There remains serious misunderstandings of how, why, when, and for what purpose estimates of cost, schedule and delivered capabilities are made in the development of software systems using other peoples money.
There are three distinct approaches to the problem:
- Schedule Estimation and Uncertainty Surrounding the Cone of Uncertainty, Todd Little, IEEE Software, May/June 2006.
- The Rise and Fall of the Chaos Report Figures, J. Laurenz and Chris Verhoef, IEEE Software, January/February 2010.
- Quantifying IT Forecast Quality, J. L. Eveleens and C, Verhoef, Science of Computer Programming, Volume 74, Issues 11–12, November 2009, Pages 934–988.

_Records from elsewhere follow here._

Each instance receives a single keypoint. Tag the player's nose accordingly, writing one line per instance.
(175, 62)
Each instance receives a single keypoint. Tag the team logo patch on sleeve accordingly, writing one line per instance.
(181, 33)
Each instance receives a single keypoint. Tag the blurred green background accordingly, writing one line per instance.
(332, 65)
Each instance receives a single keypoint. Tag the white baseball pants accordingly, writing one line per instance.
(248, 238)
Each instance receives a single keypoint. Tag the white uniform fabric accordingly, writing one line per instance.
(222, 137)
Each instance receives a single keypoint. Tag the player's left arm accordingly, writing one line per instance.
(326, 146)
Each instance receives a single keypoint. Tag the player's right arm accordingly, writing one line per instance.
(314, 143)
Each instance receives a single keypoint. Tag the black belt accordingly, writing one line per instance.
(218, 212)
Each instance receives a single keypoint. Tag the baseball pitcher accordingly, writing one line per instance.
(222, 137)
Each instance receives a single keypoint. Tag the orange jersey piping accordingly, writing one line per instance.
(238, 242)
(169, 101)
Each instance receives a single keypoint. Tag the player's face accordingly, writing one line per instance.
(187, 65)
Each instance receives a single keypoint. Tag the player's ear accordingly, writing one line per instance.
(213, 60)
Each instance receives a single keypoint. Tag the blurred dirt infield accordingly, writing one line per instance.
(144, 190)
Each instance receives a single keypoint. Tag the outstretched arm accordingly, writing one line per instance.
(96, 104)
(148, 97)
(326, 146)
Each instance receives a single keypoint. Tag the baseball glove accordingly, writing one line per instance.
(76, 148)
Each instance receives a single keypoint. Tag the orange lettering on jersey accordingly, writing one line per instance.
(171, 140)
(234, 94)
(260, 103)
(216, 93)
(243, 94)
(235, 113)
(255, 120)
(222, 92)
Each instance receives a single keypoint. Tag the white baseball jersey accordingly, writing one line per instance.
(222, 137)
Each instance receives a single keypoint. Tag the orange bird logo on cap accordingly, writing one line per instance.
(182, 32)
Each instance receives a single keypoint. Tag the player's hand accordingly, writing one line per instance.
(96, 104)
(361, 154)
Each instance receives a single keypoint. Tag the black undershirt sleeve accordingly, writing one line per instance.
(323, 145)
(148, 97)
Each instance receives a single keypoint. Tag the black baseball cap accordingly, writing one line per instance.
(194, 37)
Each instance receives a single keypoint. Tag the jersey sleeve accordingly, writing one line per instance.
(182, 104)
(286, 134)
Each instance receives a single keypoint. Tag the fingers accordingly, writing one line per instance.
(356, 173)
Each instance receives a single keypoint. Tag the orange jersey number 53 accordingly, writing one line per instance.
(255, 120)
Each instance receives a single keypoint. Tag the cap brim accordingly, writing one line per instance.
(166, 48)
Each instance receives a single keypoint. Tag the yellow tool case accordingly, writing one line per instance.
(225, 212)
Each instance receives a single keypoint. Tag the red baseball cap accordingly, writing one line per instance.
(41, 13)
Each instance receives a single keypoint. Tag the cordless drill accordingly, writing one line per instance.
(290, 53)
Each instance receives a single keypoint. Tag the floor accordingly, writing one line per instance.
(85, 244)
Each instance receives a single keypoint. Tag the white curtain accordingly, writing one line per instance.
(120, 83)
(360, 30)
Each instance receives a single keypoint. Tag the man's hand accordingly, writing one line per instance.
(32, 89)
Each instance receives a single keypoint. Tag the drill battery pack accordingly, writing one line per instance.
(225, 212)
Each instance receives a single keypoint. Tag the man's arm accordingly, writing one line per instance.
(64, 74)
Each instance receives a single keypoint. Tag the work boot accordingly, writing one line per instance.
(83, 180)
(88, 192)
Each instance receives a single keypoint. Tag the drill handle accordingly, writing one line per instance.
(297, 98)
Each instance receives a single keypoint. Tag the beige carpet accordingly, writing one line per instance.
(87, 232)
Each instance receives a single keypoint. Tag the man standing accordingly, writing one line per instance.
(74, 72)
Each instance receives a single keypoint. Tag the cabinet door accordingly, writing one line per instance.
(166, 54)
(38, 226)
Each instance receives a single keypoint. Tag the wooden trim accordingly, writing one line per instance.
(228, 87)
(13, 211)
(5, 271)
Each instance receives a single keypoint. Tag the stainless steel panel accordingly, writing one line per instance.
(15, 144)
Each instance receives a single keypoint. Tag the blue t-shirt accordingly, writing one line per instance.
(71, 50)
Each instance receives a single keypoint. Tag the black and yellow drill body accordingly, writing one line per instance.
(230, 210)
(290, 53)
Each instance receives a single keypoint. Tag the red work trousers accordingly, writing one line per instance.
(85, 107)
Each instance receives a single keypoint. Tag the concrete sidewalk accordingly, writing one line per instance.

The first paper shows the self-selected projects and how they have completed - for the most part - lonfer the ideal initial estimates. These estimates are not calibrated, meaning they are not assessed for credibility, error bands, or confidence. The paper mentions the the solid line, initial versus actual is the ideal line where actuals meet estimated value. In any stochastic estimating process, it will be unlikely ant estimate will result in a match with the actual for the very simple reason that the work processes are random and when the estimates don't contain the probabilistic confidence intervals, the actual MUST be different that the estimate.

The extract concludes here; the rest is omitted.